Aus den aktiven Fanszenen gibt es hingegen viel Widerstand. Und auch die Gewerkschaft der Polizei lehnt Geisterspiele ab. „Auch ohne Seuche ist Fußball sehr personalintensiv für die Polizei“, sagte der stellvertretende Bundesvorsitzende Jörg Radek. Würde die Saison jetzt mit Geisterspielen fortgesetzt, bestehe die Gefahr, dass Fans sich vor den Stadien versammeln, um ihre Teams zu unterstützen. „Fußballspiele würden dann für die Polizei einen noch höheren Personalaufwand bedeuten“, sagte Radek.

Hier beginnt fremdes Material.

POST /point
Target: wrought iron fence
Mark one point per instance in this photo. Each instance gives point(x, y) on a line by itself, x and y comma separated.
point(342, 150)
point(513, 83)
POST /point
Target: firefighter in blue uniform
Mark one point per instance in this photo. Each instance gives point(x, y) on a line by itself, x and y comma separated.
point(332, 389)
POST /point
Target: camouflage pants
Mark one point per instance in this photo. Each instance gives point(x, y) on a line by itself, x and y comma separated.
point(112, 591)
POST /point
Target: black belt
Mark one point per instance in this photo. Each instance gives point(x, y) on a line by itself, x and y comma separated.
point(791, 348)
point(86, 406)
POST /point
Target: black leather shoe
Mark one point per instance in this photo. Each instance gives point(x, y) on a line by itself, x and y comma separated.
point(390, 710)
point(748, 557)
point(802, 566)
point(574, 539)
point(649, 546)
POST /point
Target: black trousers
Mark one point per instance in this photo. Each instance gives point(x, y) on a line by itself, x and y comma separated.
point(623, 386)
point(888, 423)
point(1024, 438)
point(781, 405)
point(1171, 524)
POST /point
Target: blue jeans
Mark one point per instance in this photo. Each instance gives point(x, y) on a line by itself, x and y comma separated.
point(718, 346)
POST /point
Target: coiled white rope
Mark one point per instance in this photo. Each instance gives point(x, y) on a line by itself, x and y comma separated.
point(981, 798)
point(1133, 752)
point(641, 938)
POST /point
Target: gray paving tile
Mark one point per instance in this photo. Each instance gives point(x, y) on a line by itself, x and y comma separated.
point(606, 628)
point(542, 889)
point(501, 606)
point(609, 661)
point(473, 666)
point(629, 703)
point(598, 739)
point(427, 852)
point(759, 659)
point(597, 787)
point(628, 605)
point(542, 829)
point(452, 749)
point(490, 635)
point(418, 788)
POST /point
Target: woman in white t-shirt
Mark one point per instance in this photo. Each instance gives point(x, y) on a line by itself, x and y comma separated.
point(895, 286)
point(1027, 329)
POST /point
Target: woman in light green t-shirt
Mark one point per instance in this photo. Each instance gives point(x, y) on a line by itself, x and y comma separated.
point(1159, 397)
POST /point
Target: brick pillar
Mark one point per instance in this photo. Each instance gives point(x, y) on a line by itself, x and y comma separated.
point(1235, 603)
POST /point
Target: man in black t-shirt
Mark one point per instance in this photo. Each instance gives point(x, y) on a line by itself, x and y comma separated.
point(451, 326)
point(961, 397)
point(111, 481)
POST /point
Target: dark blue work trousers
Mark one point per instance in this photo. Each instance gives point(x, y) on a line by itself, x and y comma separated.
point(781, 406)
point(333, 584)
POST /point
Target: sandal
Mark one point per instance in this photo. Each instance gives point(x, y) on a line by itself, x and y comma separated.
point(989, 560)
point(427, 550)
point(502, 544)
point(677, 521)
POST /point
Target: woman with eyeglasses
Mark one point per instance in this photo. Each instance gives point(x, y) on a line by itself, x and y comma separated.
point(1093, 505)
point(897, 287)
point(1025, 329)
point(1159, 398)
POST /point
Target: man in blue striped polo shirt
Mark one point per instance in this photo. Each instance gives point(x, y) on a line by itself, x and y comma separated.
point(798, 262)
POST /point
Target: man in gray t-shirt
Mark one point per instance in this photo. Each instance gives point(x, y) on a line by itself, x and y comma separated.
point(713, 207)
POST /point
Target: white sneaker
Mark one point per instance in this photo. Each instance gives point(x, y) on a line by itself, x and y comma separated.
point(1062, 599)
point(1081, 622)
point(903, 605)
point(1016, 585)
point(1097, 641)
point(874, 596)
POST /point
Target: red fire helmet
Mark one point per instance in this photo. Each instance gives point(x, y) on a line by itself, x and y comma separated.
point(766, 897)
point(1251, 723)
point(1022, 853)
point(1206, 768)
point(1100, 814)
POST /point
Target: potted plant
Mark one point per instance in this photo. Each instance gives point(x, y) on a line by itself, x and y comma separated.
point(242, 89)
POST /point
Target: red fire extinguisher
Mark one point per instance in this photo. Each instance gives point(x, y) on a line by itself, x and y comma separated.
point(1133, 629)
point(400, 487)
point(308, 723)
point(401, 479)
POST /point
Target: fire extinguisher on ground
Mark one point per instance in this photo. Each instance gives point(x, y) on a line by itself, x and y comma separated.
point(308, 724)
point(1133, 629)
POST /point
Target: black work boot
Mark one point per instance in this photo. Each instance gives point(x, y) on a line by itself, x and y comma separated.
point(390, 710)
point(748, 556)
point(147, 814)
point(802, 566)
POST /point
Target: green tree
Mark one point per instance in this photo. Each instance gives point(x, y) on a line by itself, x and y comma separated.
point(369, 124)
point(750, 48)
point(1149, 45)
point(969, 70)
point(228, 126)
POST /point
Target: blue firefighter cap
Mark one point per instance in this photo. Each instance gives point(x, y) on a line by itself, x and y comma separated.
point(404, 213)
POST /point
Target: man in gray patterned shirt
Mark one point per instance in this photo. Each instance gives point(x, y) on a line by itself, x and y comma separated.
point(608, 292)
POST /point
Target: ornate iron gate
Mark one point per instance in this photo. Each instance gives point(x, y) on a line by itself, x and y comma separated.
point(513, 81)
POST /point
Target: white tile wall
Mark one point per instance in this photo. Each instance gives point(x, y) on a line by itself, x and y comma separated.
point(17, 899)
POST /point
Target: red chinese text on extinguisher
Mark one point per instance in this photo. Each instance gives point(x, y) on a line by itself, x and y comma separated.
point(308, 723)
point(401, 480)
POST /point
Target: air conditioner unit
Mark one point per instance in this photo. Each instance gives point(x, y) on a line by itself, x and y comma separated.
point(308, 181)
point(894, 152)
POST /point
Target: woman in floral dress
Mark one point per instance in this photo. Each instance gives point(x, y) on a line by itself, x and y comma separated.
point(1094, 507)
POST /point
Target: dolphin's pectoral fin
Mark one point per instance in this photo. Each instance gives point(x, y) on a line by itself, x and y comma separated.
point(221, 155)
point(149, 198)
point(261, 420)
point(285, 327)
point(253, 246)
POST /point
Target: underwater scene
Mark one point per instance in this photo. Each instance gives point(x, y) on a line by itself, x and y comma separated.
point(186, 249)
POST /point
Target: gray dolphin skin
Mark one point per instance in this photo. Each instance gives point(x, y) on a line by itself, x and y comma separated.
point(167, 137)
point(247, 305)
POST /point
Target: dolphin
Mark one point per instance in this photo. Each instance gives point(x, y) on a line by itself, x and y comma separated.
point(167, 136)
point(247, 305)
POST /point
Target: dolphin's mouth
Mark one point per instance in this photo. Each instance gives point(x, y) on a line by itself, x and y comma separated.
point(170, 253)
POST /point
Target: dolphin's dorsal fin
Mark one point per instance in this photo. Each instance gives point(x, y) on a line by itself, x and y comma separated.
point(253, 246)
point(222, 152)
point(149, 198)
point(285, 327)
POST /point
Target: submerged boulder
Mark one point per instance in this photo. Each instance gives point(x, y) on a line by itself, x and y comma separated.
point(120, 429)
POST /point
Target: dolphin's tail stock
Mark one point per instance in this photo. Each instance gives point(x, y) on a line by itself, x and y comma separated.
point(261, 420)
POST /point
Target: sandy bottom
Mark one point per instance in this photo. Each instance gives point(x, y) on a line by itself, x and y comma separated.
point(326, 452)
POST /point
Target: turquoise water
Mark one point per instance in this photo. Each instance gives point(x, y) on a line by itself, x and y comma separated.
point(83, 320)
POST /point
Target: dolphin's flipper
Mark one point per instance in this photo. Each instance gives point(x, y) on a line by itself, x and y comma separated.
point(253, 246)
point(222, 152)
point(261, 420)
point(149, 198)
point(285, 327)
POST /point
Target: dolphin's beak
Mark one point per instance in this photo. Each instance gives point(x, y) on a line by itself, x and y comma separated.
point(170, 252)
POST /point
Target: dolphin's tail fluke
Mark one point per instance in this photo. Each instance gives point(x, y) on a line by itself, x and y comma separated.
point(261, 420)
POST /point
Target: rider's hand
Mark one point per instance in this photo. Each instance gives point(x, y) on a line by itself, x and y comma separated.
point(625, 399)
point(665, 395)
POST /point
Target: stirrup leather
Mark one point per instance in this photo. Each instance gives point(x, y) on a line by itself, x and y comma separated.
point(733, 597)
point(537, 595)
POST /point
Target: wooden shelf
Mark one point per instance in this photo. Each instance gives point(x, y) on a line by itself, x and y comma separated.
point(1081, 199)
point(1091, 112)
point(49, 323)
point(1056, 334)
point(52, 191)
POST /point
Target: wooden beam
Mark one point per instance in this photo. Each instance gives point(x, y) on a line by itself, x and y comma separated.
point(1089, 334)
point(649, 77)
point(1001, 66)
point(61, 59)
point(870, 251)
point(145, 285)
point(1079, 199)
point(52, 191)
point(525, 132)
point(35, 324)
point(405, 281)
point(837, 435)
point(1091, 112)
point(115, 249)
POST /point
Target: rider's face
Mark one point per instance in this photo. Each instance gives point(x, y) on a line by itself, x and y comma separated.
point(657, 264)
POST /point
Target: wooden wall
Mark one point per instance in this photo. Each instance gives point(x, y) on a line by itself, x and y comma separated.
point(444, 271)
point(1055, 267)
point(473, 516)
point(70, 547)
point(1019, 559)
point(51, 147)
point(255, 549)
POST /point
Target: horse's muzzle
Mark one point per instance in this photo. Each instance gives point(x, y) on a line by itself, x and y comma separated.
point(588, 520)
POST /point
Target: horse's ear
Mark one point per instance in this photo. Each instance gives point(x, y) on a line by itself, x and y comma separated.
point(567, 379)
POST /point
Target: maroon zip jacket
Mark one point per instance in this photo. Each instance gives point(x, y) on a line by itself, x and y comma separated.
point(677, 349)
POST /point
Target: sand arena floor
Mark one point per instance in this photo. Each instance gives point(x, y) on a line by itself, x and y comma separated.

Menschen, die Seifert gut kennen oder regelmäßig mit ihm zu tun haben, beschreiben ihn als für einen Manager ungewöhnlich bescheidenen und bodenständigen Menschen. Er sei ein Familienmensch, ein guter Zuhörer und in seinem Amt frei von Profilneurosen. In Essen hat er Kommunikationswissenschaften, Marketing und Soziologie studiert. Sein Abitur legte er an einem technischen Gymnasium ab, seine Hauptfächer waren Technik und Physik. Er könne Zusammenhänge schnell erkennen und rasch abstrahieren.
Mittelfristig steht der Fußball vor einer Zeitenwende, auch wenn das noch nicht jeder Player dieser Branche weiß oder wahrhaben will. Auch der Fußball braucht kreative Lösungen, die über diesen Sommer hinausreichen. Der Profifußball, auch der deutscher Prägung, trägt bisweilen ein gewisses Ego vor sich her. Dass Seifert ein Mann ist, der nicht anfällig für Kumpanei und Kungelei ist, kann in der momentanen Situation von Vorteil sein.